People with high Responsibility are uncomfortable making excuses. They think in terms of what they can control, not what got in the way. They finish what they start. If something goes wrong, they don't point fingers; they fix it.
At their best, people with high Responsibility are the ones you can count on absolutely. They carry the weight of their commitments.
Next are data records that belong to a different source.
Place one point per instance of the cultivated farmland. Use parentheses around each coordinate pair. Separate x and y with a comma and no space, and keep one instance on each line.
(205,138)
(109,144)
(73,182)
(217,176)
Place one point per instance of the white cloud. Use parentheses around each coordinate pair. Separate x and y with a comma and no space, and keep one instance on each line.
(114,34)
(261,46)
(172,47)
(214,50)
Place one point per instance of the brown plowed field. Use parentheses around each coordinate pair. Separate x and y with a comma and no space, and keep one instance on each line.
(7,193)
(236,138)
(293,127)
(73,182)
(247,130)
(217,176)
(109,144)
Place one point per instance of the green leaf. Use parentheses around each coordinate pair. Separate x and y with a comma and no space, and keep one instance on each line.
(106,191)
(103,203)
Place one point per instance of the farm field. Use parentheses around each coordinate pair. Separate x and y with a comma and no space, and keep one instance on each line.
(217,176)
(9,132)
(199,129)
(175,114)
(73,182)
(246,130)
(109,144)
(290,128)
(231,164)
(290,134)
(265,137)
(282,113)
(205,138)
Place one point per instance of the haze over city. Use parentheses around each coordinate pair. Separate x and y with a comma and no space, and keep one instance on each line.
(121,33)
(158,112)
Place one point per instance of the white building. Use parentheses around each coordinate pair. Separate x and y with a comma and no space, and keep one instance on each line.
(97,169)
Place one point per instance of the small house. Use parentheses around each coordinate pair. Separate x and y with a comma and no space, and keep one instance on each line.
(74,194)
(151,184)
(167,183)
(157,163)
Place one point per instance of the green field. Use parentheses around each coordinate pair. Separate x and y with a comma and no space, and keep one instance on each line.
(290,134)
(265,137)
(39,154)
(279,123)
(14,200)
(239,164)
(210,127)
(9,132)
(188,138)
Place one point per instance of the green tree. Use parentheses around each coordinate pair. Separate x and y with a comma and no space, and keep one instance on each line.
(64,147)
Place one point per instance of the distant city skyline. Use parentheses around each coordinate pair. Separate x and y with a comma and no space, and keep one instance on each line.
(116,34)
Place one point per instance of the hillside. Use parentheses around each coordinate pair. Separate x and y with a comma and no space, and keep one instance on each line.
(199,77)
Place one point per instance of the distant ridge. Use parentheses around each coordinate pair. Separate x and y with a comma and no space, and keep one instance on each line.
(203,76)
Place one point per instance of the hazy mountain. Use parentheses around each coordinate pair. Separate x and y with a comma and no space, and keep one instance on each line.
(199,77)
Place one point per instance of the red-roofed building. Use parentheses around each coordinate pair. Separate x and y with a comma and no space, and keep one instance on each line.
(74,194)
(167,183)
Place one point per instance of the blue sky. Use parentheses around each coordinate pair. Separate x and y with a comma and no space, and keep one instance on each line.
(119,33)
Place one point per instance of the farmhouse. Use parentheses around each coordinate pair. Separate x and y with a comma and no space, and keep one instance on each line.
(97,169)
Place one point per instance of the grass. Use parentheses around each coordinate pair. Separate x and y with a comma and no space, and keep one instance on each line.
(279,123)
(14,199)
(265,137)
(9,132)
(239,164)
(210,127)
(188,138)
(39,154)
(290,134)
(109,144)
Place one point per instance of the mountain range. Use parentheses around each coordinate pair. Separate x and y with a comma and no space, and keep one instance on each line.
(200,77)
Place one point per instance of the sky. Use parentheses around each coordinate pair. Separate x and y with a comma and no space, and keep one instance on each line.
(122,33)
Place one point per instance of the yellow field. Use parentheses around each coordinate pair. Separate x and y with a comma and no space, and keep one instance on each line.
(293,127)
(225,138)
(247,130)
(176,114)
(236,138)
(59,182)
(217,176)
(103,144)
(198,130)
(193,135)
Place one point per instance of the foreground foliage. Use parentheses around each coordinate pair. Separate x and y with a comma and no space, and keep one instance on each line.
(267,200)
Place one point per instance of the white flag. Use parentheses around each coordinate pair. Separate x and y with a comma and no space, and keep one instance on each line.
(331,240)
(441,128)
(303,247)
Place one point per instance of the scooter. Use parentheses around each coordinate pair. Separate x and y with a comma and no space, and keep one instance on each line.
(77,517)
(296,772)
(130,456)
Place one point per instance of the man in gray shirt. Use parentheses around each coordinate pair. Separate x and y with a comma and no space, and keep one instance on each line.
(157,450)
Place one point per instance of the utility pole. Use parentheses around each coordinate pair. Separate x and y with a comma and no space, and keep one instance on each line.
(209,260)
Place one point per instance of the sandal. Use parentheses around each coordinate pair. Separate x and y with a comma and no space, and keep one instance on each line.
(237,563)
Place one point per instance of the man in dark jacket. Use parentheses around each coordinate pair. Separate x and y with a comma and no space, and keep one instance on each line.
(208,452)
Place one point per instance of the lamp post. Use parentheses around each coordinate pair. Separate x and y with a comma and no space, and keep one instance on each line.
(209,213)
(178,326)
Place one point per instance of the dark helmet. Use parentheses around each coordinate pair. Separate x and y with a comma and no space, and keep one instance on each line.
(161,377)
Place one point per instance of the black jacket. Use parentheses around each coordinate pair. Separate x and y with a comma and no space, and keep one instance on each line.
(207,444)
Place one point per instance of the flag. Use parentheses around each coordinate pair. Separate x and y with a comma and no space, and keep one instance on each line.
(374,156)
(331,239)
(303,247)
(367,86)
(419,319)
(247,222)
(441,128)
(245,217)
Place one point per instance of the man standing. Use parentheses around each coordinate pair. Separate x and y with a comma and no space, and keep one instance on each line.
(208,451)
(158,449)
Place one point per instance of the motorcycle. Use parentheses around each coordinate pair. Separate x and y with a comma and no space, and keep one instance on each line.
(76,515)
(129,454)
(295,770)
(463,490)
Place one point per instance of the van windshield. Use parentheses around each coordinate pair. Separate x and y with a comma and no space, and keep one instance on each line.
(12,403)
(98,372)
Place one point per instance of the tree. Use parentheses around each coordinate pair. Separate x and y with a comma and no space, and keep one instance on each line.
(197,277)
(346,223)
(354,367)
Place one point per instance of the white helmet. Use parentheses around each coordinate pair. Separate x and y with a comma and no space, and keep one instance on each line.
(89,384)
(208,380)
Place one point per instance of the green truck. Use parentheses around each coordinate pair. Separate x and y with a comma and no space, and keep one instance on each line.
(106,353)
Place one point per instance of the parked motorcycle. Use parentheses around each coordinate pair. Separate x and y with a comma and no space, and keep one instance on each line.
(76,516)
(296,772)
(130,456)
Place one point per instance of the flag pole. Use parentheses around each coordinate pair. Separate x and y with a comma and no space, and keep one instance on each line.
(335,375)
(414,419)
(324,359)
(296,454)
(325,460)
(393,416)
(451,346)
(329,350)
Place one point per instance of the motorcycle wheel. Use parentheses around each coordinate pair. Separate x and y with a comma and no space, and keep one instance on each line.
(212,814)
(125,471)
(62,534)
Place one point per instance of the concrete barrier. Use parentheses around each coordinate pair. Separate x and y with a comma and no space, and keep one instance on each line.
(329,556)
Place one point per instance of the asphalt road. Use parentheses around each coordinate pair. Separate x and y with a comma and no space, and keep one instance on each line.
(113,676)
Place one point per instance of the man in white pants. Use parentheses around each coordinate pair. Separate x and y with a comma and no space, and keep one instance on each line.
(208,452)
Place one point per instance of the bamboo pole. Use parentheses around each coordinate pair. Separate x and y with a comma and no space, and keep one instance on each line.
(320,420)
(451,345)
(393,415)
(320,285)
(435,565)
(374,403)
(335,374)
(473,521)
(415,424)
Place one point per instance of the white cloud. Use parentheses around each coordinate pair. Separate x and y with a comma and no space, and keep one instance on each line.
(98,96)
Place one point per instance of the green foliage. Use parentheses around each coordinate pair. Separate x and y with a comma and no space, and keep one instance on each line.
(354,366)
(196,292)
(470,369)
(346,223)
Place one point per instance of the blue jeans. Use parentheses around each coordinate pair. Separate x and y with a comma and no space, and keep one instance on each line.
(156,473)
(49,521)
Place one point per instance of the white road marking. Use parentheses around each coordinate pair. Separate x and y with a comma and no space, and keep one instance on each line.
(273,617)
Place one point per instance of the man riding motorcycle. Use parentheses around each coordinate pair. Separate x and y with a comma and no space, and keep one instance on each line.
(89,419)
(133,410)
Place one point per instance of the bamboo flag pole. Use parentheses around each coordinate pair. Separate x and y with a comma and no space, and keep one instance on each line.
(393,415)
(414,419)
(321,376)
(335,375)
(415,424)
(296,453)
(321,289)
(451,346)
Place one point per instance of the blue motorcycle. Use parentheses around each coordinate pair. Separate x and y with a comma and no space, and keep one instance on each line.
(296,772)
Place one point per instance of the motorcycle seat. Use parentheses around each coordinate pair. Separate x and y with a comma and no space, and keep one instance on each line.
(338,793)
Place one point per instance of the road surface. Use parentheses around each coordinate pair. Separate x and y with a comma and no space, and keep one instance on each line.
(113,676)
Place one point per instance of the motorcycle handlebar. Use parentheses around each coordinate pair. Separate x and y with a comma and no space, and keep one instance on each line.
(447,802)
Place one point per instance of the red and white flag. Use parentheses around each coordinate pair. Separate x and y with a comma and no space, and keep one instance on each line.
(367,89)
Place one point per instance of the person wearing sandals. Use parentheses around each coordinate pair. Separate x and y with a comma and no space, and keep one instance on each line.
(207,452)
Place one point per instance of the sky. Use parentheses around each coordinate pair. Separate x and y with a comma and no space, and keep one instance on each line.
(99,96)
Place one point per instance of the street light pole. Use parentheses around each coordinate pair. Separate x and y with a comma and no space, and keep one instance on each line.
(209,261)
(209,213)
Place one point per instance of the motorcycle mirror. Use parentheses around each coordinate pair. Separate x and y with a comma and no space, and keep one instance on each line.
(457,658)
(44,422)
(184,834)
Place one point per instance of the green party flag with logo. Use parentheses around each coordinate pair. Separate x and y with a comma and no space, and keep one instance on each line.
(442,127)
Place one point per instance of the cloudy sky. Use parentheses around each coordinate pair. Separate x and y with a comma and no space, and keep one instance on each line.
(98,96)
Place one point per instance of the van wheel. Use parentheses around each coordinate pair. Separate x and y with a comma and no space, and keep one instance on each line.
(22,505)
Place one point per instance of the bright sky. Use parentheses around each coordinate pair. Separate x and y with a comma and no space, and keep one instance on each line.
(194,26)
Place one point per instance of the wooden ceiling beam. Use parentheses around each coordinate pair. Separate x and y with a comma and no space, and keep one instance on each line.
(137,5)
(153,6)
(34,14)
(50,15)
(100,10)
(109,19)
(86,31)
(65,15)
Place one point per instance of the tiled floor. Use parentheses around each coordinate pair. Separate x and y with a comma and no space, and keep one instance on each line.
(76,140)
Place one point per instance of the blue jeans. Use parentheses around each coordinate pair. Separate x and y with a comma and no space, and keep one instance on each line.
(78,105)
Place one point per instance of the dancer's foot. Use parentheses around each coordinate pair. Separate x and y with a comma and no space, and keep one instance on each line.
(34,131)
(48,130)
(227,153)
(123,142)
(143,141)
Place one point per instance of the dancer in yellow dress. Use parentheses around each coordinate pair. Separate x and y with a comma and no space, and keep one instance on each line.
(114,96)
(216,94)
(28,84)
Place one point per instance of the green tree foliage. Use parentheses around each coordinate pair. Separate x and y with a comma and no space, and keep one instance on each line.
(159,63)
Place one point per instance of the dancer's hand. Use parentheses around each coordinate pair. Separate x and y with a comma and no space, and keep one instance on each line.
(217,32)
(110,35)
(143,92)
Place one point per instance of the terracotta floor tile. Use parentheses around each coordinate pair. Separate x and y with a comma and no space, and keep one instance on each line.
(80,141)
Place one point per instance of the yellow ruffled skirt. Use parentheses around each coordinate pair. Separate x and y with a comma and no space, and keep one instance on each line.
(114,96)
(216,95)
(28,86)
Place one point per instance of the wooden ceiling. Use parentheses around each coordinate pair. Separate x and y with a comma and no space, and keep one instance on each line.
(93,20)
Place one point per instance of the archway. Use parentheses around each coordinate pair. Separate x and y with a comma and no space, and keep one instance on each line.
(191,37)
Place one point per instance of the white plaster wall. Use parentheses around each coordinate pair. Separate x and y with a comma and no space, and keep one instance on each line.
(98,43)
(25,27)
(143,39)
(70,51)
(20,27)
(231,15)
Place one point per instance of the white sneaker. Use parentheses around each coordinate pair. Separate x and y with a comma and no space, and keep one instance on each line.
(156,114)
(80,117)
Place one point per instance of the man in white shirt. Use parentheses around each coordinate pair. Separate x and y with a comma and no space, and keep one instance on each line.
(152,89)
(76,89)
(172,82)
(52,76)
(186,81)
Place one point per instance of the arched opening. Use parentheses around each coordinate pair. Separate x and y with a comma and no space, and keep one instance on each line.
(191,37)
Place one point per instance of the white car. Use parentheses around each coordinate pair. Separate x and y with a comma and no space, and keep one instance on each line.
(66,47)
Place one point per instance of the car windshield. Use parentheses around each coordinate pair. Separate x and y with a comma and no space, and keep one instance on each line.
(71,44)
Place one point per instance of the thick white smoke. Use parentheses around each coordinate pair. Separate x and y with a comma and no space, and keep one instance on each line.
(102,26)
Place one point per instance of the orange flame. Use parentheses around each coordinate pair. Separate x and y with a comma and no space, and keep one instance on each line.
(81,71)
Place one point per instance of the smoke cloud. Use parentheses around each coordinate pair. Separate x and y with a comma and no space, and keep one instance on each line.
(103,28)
Teams function better when they know someone genuinely owns the outcome.
Your Key Contributions
- Following through: Your sense of ownership means the team can rely on you to follow through on every commitment
- Owning outcomes: You take ownership of outcomes, not just tasks, which means important work doesn't get dropped
- Raising accountability: Your reliability sets a standard the team starts to meet, strengthening trust across the group
Watch Out For
- Taking on too much and overcommitting
- Difficulty delegating because you don't trust others to deliver
- Burning out from carrying too many commitments alone
- Getting frustrated with people who don't take ownership
The 2 Sides of Responsibility
What Energises You
- Being trusted with something important
- Owning an outcome and delivering it
- Working with people who also take responsibility seriously
- Getting credit for work you've fully owned
- Knowing others count on you
What Drains You
- Being held responsible for things outside your control
- Working with people who make excuses or blame others
- Organisations that don't take accountability seriously
- Watching important commitments slip without ownership
- Not being trusted with real responsibility
How Others See You
How to Invest in Responsibility for Work
If You're high in Responsibility
- Be clear about what you own versus what you're supporting.
- Delegate fully; give others the chance to build ownership too.
- Pair with Achiever or Discipline to channel your ownership into sustained delivery.
- Know that sometimes things fail despite your best effort; that's not failure.
Managing Someone Who Leads with Responsibility
- Trust them with ownership and get out of the way.
- Don't pile too much on one person because they can carry it.
- Give them the authority that matches their accountability.
- Acknowledge the weight they carry; don't take it for granted.
Connecting with Someone who Leads with Responsibility
- Make clear asks and trust them to deliver.
- Don't ask them to explain why they failed; ask how you can help them fix it.
- Give them real responsibility, not just tasks.
- Follow through on your commitments to them; they'll remember if you don't.